Money Under 30 says, “It’s easy to see why leases are so tempting. You get a brand-new car and a monthly payment that’s lower than a car loan.
“But leases,” they say, “are a devil in disguise.”
“A devil in disguise” – that’s kind of extreme. Leasing makes sense for some people in some situations. Buying is better for others.
Which is more likely to be right for you? The most important factor when it comes to any major purchase is that you have to know yourself.
If you eventually want to own your car free and clear, then obviously leasing is not for you.
Some people mention needing reliable transportation as their reason for leasing. But the reality today is that many vehicle models have truly-impressive track records for reliability. Leasing repeatedly over 10-12 years will almost surely cost more than owning a paid-off car needing an occasional repair.
Others firmly believe that you’re always going to have a car payment anyway. That kind of thinking may have had some basis in the 1970s when cars just didn’t last as long. Fifty years later in 2022, it’s 100% possible to not have a monthly car payment for years – sometimes a decade or longer.
Most people say it feels great not to have a monthly car payment. That’s money they can redirect to their mortgage or rent payments, other projects or savings. (As a general rule, it makes life easier to have fewer monthly payments.) Plus with an older car, they save on excise taxes and car insurance.
If you get bored with a vehicle quickly or know you’re not inclined to keep up with regular car maintenance for whatever reason, leasing is probably better for you.

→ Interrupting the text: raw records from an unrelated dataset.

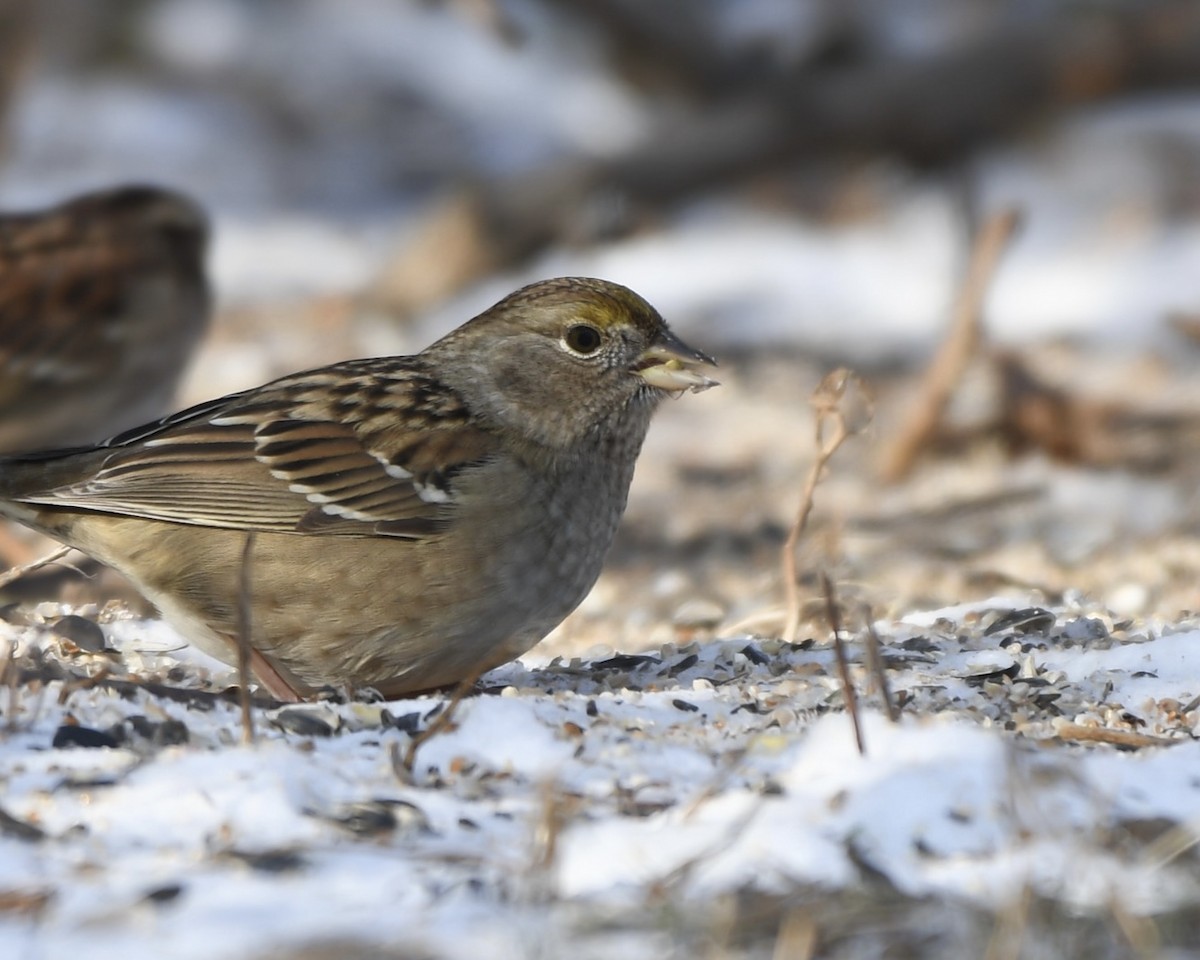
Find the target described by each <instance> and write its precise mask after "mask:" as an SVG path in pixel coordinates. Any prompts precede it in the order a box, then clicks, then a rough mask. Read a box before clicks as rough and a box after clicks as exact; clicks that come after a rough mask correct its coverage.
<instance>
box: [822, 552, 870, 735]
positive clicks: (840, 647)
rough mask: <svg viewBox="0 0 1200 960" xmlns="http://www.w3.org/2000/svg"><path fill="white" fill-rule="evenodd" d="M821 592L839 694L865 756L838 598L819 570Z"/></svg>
mask: <svg viewBox="0 0 1200 960" xmlns="http://www.w3.org/2000/svg"><path fill="white" fill-rule="evenodd" d="M821 592H822V593H823V594H824V599H826V617H827V618H828V619H829V629H830V630H833V650H834V654H835V655H836V658H838V676H839V677H840V678H841V696H842V700H845V701H846V712H847V713H848V714H850V719H851V722H852V724H853V725H854V743H856V744H857V745H858V752H859V755H860V756H866V745H865V744H864V743H863V724H862V720H860V718H859V715H858V694H857V692H856V691H854V684H853V680H852V679H851V677H850V659H848V658H847V656H846V644H845V643H844V642H842V640H841V616H840V613H839V612H838V598H836V596H835V595H834V592H833V581H830V580H829V575H828V574H827V572H826V571H824V570H822V571H821Z"/></svg>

That’s not a criticism. It’s the same reason why some people are happier as tenants than homeowners.
It’s certainly not “a devil in disguise” to lease. But owning does give you flexibility and options.
If you own your car, you can hold on to it for another year or two if an unexpected development (like a pandemic) makes it hard to buy a new one. If you own your car and realize after two years that you don’t need it as much as you expected, you can sell it. Early terminations on leases can be expensive.
Consumer Reports puts it objectively and clearly: “Over the long term, the cheapest way to drive is to buy a car and keep it until it’s uneconomical to repair.”
If you have the financial resources and you’re not looking for the “most economical” way to get around, leasing might be fine for you.
If you’re not sure and you want a way to compare the options, look for an unbiased lease vs. buy calculator online and plug in the numbers. (Edmunds.com has a useful calculator at Edmunds.com/calculators.)
Or consult with a local independent financial professional who can go through your numbers and options with you. And remember – for some – buying a good used car and driving it for years can be the best deal around.